The Times editorial closes optimistically, though.

“(W)e believe newspapers can support themselves once this recession is over, as long as they stay local: local news, local features, local entertainment, local opinion, local service and local ownership.”

It’s the repeated emphasis on “local” that caught my attention and that I wanted to throw open for discussion here, in part because I’m not sure it is as simple as all that. We in the industry talk a lot about the local franchise, but it’s not apparent that a local-only publication is a home run. Certainly, hyperlocal news Web sites haven’t figured out a business model, which I pointed out in an earlier blog post.

Now, don’t get me wrong. The depth and breadth of local coverage is largely dependent upon a newspaper’s manpower, particularly at small, lean publications the size of the Packet and Gazette. When the response to economic problems such as those we currently experience is to cut newsroom staff, it is inarguable that a newspaper’s capacity to serve its community is reduced, as well — perhaps not proportionately, but still reduced to some extent. Diminishing the quality of a product is no way to get ahead in an increasingly competitive marketplace.

So when the Times says it believes newspapers can rebound along with the economy so long as they emphasize the local, I agree, at least to the extent emphasizing the local means adding back at least some of the local reporting wherewithal the recession ate away.

Perhaps I read too much into the Times’ editorial, but the implied message seems to me to be that daily newspapers can simultaneously de-emphasize its package of state, national and international news. That, I think would be a mistake, despite surveys that indicate most people get their national news from television or the Internet.

It is possible I’ve simply become conditioned by years of working for The Island Packet, the readership of which tends to have more transplants, a higher level of education and a healthier appetite for wire copy than that of most newspapers. But I think newspapers will abandon at its own peril a one-stop-shopping approach for news from all points of the globe for several reasons:

• Some of the longest comment threads on this Web site are attached to stories of statewide or national scope. Ergo, you cannot conclude local readers are uninterested in issues that extend beyond their immediate geography.

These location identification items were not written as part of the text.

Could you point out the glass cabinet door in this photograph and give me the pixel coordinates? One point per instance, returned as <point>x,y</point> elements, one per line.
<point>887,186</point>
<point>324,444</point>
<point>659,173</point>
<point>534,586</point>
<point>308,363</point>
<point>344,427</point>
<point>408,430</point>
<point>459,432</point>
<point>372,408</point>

• Many of the letters to the editor in our print edition are similarly focused.

• Just because news of this sort is available elsewhere doesn’t mean we should make readers go elsewhere to find it.

• Many of our critics harangue us for handling of non-local copy, which suggests an expectation that we will provide it in the first place.

I also am reminded of the example provided by Rush Limbaugh. Regardless of what you think about El-Rushbo’s politics, there is no denying he is both a juggernaut and a pioneer of the modern talk-radio genre. After more than two decades of success on the airwaves, it’s easy to forget the struggle Limbaugh had convincing station managers to let him conduct a show the way he wanted, which meant talking about national and international issues in an age when local AM talk radio was just that — almost entirely local in focus. Sacramento station KFBK gave Limbaugh some leeway back in 1984. National syndication and loads of imitators followed, and it’s hard to imagine the industry wouldn’t have been vastly different (and probably less profitable) had Limbaugh not received the chance to buck conventional wisdom.

I guess the relevance of that example depends upon how similar AM radio in the early 1980s is to newspapers of today. Certainly, some of the market forces are different, but I’d say the industries have quite a bit in common, too.

So, while I agree that there is a direct correlation between newspapers’ success and the quality of their local coverage, in my opinion, giving short shrift to non-local news is not a great idea. If you disagree, I’d love to hear why. Changing my mind, though, will require a cogent explanation of the amount of comment national stories receive on this site and the chiding we receive when readers believe we have not given them adequate play.